Et pour conclure que les efforts supplémentaires pour soutenir l’investissement. En outre, une moindre pression sur le secteur bancaire domestique pour financer les déficits budgétaires permettrait à ce dernier d’allouer ses ressources au financement de la reprise et de la diversification, tout en modérant les risques inflationnistes», précise la Banque mondiale. Une hausse importante des dépenses publiques peut partiellement compenser certains ménages pour le niveau d’inflation, elle présente des risques du fait que par exemple pour la LFC 2022 suggère des augmentations de dépense courante de 41%, et un doublement des dépenses d’investissement. Et de conclure que la capacité de l’État à soutenir la croissance étant limitée et appelée à diminuer, le secteur privé hors hydrocarbures devra devenir le moteur de la croissance algérienne et de la diversification de l’économie. La promotion d’une croissance durable hors hydrocarbures et la création d’emplois dépendent d’une mise en œuvre soutenue et du succès du programme de réformes structurelles du gouvernement, qui doit permettre une plus grande ouverture au secteur privé. L’amélioration de la compétitivité de l’économie, de la productivité des entreprises et le renforcement de l’investissement dans le capital humain n’en sont que plus essentiels à l’essor et la résilience de l’économie algérienne, toujours selon la BM.
– Conclusion
La crise du coût de la vie, le durcissement des conditions financières dans la plupart des régions, le conflit Russie/Ukraine via l’Occident et les effets persistants de la pandémie de Covid-19 sont autant de facteurs qui pèsent lourdement sur les perspectives de 2023. Cette situation a un impact sur l’économie algérienne, extériorisée, tributaire à 98% de ses recettes en devises, avec les dérivées des hydrocarbures comptabilisés dans la rubrique hors hydrocarbures et à plus de 85% d’importation des matières premières et équipements des entreprises qu’elles soient publiques ou privées dont le taux d’intégration en 2022 ne dépasse pas 15% Le cours du pétrole le 07 janvier 2023 a été coté à 78,60 dollars le Brent, à 73,73 dollars le Wit pour un cours euro dollar (achat) de 1,0644, et 137,1119 dinars pour un dollar et 145,2429 dinars pour un euro au cours officiel fluctuant et sur le marché parallèle entre 217/219 dinars un euro et 204/206 dinars un dollar, cours achat/vente.

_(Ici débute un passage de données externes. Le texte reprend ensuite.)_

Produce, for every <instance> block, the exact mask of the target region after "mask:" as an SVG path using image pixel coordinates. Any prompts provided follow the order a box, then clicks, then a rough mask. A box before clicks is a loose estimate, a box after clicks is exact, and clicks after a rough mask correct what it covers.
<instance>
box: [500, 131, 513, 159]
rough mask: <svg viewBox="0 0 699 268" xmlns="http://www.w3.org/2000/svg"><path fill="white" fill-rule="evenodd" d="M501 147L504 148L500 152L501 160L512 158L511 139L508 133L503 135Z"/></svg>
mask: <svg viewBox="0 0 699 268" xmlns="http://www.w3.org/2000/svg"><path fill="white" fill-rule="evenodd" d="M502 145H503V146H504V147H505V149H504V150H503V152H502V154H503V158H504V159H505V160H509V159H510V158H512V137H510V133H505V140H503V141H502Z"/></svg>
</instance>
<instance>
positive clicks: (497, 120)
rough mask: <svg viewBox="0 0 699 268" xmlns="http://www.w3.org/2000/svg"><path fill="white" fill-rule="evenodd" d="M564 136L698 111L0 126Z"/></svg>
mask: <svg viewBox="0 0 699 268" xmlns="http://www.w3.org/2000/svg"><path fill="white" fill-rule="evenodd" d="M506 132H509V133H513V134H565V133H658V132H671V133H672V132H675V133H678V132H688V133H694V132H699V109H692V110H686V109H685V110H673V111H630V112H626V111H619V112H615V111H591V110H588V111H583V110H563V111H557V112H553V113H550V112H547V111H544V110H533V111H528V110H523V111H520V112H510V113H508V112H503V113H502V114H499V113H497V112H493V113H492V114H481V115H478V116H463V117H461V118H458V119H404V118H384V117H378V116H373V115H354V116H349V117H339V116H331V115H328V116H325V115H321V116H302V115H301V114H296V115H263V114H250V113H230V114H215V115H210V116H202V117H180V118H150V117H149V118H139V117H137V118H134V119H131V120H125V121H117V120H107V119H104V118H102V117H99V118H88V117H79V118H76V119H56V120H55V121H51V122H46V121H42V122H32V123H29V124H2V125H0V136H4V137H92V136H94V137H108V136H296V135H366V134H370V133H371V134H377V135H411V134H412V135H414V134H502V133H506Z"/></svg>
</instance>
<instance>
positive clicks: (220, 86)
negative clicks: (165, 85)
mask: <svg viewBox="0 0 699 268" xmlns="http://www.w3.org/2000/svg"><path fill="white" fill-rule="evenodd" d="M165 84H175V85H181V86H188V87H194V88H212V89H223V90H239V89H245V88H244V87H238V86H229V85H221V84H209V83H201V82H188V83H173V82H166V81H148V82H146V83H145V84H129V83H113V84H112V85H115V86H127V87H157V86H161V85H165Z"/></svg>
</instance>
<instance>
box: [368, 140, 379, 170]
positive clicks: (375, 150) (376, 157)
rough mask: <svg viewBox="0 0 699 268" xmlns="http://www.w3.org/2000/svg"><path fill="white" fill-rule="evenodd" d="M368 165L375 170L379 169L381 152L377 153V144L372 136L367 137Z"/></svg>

Le cours du gaz représentant environ 40% des recettes de Sonatrach, après avoir culminé à environ 350 euros le mégawattheure, se négocie le 07 janvier 2023 à un prix près de cinq fois moins élevé qu’en août 2022, pour la livraison en février 2023 à 72,75 euros, du fait de la baisse de la consommation, liée à un hiver relativement doux, et une importation massive de GNL, contournant l’approvisionnement de la Russie dont la demande européenne a chuté de près de 46% par rapport à 2021. Mais pour le moyen et long terme tout dépendra des perspectives de la résolution ou pas des tensions géostratégiques actuelles et du nouveau modèle de la croissance de l’économie mondiale.